For instance, I spent four years as a Confederate soldier in the late civil war. I soldiered in Texas, Louisiana, Mississippi, Arkansas, Missouri, Alabama, Tennessee and Kentucky preaching everywhere and at all times I could get a chance. Was in many battles, served in the hospitals, preached the funerals and buried the soldiers who died in camps in my immediate command, and at the same time carried on a farm in Texas, giving directions as to the planting, sowing and reaping. I owned a farm and a few servants. After the war I still carried on my farm, and preached in 1866 and 1867. I supervised the American Bible Society for the eastern half of Texas in 1868-9 and 1870-71. I reorganized said Society in this vast district, which had been torn up during the war, I preached and organized Bible Societies in every city, town and village and leading neighborhood in this wide territory. It took me one year to go around my circuit. During the four years I traveled 19,645 miles on horseback, and collected and transmitted to said Society over $12,000 in gold. I still carried on my farm, working free negroes, giving orders from various parts of my circuit. Since that time have edited and published papers, merchandised, plead politics, acted as life insurance agent, in the meantime still farming and planting orchards, vineyards and berry gardens and preaching till now. That is, I direct an orchard and vineyard, vegetable and berry garden. I preached my last sermon, orally, last July a year ago-most likely the last that I shall every preach.
Now during all of these fifty years and more of strenuous life in the various pursuits of activity, I have kept up with the advanced thought and the ever onward progress of science, philosophy and literature, and have written various manuscripts.
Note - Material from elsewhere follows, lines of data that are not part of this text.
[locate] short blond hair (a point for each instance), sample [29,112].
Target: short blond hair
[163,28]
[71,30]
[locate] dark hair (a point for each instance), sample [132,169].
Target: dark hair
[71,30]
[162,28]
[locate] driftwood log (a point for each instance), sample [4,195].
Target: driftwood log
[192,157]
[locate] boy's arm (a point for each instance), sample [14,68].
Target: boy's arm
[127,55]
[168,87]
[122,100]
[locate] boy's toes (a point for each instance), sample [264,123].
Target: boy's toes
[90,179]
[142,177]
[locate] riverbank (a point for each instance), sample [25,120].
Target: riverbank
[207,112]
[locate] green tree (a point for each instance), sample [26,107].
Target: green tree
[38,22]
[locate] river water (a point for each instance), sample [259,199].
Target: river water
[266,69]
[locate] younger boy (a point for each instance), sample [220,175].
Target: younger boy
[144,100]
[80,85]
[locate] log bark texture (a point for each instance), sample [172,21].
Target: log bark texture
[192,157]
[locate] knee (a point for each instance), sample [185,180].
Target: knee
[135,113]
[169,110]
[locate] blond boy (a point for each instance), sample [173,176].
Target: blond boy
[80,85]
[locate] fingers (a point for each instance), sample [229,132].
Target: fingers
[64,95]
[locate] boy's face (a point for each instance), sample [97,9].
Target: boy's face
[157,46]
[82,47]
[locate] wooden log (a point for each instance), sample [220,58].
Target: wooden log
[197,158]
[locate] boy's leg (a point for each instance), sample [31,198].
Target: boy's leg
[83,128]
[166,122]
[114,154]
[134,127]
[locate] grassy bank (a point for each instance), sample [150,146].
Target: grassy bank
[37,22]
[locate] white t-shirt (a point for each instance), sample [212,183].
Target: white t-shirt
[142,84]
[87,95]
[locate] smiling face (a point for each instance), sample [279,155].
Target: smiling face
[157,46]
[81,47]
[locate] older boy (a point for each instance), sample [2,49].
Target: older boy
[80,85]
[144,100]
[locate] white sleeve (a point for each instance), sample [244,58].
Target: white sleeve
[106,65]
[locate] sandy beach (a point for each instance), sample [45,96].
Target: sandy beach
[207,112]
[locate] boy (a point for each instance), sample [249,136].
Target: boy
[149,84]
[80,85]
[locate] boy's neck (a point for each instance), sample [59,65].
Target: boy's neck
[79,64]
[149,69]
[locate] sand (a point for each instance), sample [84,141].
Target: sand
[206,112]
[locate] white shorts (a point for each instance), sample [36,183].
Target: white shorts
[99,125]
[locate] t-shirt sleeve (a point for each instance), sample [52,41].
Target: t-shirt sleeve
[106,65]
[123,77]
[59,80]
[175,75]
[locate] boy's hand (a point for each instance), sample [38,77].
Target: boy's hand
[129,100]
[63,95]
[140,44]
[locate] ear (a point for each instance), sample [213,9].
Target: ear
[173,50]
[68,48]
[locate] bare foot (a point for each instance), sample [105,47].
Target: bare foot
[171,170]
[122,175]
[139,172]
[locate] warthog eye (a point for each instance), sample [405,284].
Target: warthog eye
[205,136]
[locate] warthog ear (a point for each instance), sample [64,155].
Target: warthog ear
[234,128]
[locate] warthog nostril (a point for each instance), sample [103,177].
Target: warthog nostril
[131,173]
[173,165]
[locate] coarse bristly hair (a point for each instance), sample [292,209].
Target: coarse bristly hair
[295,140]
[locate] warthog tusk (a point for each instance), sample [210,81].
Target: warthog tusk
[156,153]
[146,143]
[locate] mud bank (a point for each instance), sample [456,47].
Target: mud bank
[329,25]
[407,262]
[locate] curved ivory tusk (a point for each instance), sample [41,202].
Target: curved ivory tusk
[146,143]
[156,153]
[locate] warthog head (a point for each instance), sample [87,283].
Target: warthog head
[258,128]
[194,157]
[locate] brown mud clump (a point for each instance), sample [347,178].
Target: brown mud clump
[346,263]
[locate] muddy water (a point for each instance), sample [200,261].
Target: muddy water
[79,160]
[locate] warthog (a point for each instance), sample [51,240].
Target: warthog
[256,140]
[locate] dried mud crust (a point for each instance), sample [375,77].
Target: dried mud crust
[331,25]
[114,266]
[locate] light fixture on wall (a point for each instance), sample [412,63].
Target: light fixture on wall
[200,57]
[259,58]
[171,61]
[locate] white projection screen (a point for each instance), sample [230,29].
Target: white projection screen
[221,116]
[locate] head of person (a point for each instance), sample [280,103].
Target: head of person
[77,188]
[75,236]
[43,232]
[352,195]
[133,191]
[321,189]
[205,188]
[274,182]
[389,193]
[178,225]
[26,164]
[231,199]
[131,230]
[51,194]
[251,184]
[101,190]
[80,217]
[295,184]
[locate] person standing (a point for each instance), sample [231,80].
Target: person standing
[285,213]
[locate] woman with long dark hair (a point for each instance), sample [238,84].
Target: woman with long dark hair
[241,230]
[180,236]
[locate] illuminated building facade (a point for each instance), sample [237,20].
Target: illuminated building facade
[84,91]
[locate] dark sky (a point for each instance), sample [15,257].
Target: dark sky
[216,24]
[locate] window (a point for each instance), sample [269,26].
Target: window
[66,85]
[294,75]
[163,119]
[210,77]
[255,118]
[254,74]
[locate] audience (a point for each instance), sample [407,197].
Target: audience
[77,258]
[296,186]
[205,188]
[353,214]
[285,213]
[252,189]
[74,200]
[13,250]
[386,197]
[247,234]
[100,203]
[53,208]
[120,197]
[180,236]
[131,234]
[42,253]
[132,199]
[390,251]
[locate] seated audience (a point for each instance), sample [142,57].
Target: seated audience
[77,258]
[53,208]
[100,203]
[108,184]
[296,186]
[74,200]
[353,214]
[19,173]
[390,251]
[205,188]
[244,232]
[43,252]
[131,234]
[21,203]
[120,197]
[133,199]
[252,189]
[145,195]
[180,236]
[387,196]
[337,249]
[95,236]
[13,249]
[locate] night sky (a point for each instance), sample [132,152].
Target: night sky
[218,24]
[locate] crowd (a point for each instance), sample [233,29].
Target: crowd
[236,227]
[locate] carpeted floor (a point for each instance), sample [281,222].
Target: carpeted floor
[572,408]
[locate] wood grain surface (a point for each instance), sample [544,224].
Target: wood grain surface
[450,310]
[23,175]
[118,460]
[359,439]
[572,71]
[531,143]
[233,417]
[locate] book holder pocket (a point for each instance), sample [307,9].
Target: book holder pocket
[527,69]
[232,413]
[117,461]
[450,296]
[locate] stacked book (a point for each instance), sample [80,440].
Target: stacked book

I have reviewed and criticised many of the leading scientists and philosophers of Europe and Asia-as Darwin, Tyndall, Huxley, Cooks, Douser, Hekle, Tolstoi and others. And to-day, strange as it is to myself and may appear unto others, I stand in the front rank of scientists, not however as an experimental or experimenting scientist, but as a logical and philosophical scientist, physicist and philosopher. Even in the van of the host on the profound problem of organic life, both insentient and sentient, which is the question of the ages, and on the logic, science and philosophy of Eschatology. The science and philosophy of the future life of man. Somewhere beyond the dark sea, and in some place in Heaven's wide domain, either in Beulah Land or Port of Peace,
"When we shall sing in night's royal diadem,
The Star, the Star of Bethlehem."
I am no better, but rather worse. Still I am trying to do something for the uplifting of our glorious church, and the promulagtion of her peculiar and distinctive doctrines, which are the doctrines taught in the Gospel of Christ, pure and simple. I am determined not to sleep the balance of the way on the course of life, though it is short, but to be up and at work, keeping in memory and obeying the commandments of the refrain of the railroad song:
Keep your hands upon the throttle, and your eye upon the rail.
Blessed Saviour, thou wilt guide us to the angels' peaceful shore.
And the Saviour waits to welcome us to the blissful everymore."